I tried to send the show the email pasted below, but I kept receiving the following automated response from their server:
"Failed to deliver to 'info@931amor.com'
LOCAL module(account info@931amor.com) reports:
account is full (quota exceeded)"
Small as this medium may be, I wish to record this dissonant moment of "Latinidad."
I became aware of your morning program, "Amor Temprano en la Mañana," through my mother's listening practices. I do not listen to U.S. radio programs that, for the most part, seemingly cater to a non-English speaking––if not recently arrived immigrant Latin American––community. Indeed, your program seems to diverge from others in that your hosts have the tendency to often "throw" in English words in your dialogue, and that is, despite its cosmetic surface, fairly refreshing.

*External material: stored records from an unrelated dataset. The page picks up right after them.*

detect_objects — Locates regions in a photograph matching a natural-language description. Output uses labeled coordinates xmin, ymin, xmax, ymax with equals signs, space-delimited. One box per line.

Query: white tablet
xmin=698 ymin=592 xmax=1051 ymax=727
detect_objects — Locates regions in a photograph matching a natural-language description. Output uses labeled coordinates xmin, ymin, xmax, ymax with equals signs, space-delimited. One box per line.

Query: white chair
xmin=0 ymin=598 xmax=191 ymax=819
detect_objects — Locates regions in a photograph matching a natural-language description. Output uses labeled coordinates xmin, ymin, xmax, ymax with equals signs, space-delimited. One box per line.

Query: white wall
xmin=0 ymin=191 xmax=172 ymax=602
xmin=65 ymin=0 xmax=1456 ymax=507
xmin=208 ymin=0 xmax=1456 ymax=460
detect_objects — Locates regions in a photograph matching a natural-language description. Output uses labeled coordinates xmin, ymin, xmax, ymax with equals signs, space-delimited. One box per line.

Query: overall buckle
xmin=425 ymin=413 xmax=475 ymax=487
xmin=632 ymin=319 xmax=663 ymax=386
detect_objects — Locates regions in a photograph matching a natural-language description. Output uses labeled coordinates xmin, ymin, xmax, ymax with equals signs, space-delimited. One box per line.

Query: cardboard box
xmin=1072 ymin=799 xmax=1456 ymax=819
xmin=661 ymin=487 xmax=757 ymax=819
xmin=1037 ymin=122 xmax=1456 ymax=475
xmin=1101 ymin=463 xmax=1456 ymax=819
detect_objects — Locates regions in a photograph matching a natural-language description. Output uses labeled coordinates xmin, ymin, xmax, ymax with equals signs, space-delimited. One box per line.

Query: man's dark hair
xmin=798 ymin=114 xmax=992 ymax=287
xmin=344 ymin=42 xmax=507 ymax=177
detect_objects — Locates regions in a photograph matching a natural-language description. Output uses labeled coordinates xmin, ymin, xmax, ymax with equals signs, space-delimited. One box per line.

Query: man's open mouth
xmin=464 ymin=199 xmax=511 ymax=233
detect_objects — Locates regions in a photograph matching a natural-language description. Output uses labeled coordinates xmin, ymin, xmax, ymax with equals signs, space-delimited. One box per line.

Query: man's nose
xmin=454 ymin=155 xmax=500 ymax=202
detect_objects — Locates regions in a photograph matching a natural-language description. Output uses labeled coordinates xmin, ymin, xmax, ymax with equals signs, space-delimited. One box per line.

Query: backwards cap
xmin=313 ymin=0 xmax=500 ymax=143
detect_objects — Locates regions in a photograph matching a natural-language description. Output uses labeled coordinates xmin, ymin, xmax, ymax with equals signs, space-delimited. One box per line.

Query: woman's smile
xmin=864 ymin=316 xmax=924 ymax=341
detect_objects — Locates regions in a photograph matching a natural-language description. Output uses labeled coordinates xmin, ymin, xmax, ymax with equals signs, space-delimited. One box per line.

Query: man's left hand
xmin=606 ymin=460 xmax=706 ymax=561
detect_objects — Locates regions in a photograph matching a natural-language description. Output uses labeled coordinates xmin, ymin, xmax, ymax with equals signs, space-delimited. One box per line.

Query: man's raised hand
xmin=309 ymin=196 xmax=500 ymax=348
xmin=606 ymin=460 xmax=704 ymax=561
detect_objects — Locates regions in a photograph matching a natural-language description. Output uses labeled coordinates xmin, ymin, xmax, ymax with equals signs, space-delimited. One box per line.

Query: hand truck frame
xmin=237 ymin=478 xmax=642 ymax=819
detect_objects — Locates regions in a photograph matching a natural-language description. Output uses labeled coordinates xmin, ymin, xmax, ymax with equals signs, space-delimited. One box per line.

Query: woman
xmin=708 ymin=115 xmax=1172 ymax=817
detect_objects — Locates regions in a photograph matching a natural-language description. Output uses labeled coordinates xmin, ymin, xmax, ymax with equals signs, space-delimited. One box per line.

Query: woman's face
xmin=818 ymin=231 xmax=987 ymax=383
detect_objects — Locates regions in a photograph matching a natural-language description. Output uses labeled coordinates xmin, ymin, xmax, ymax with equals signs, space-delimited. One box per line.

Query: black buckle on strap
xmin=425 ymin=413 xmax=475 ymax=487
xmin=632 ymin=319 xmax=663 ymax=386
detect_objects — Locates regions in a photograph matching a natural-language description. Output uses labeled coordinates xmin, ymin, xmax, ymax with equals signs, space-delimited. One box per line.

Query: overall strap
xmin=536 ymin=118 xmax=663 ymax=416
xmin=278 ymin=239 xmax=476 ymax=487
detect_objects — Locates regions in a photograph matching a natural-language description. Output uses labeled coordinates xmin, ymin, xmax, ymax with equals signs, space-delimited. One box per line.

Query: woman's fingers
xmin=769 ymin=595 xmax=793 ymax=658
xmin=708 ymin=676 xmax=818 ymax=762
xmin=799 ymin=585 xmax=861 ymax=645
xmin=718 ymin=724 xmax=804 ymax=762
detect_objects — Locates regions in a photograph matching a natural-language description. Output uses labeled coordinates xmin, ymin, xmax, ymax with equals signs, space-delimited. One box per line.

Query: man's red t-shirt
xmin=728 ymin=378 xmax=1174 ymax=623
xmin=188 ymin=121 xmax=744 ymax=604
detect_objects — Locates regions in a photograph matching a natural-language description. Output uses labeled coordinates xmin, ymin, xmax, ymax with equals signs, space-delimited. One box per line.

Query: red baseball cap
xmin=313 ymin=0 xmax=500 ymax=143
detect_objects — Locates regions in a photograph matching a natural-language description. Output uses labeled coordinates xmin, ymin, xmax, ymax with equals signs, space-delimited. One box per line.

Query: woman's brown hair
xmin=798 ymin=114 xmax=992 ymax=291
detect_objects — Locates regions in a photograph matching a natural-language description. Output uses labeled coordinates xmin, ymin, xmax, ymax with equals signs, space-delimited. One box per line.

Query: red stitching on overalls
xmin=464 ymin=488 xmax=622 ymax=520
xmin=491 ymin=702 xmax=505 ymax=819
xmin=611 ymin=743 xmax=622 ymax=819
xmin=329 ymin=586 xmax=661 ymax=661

I have been quite appalled, however, by the problematic way in which Salvadorans are represented in your show, and that is, as the ultimate punchline through unending linguistic mockery. As a "Latino" program, one would think that you'd respect and value all Latin Americans equally, not select a group so that they stand in for the continuous, as one would say colloquially, "knee-slap." (In mentioning the word "selection," I do wonder what your reasons are for "cherry picking" Salvadorans in this way. Do you "read" all Salvadorans as an uneducated, lumpenproletariat mass? This would be rather paradoxical, given that many Latina and Latino migrants are already socially, economically, and politically disenfranchised in the United States.)
My mother tells me this form of Salvadoran ridicule is part of your morning repertoire, and I immediately asked her, quite naturally, why she would listen to a show where we, as Salvadorans, are insulted on a daily basis. In effect, you are constructing Salvadorans as buffoons and linguistically awkward subjects. How, I further asked myself, can one even dream of Latino "unity" in the United States, when this show reproduces a cycle in which Salvadorans and by extension, Central Americans, are positioned, proverbially speaking, as the armpit of Latin America?
I think you owe, at the very least, the Central American community in the NY metropolitan area an apology, and stop such an unfitting way by which to represent Salvadorans.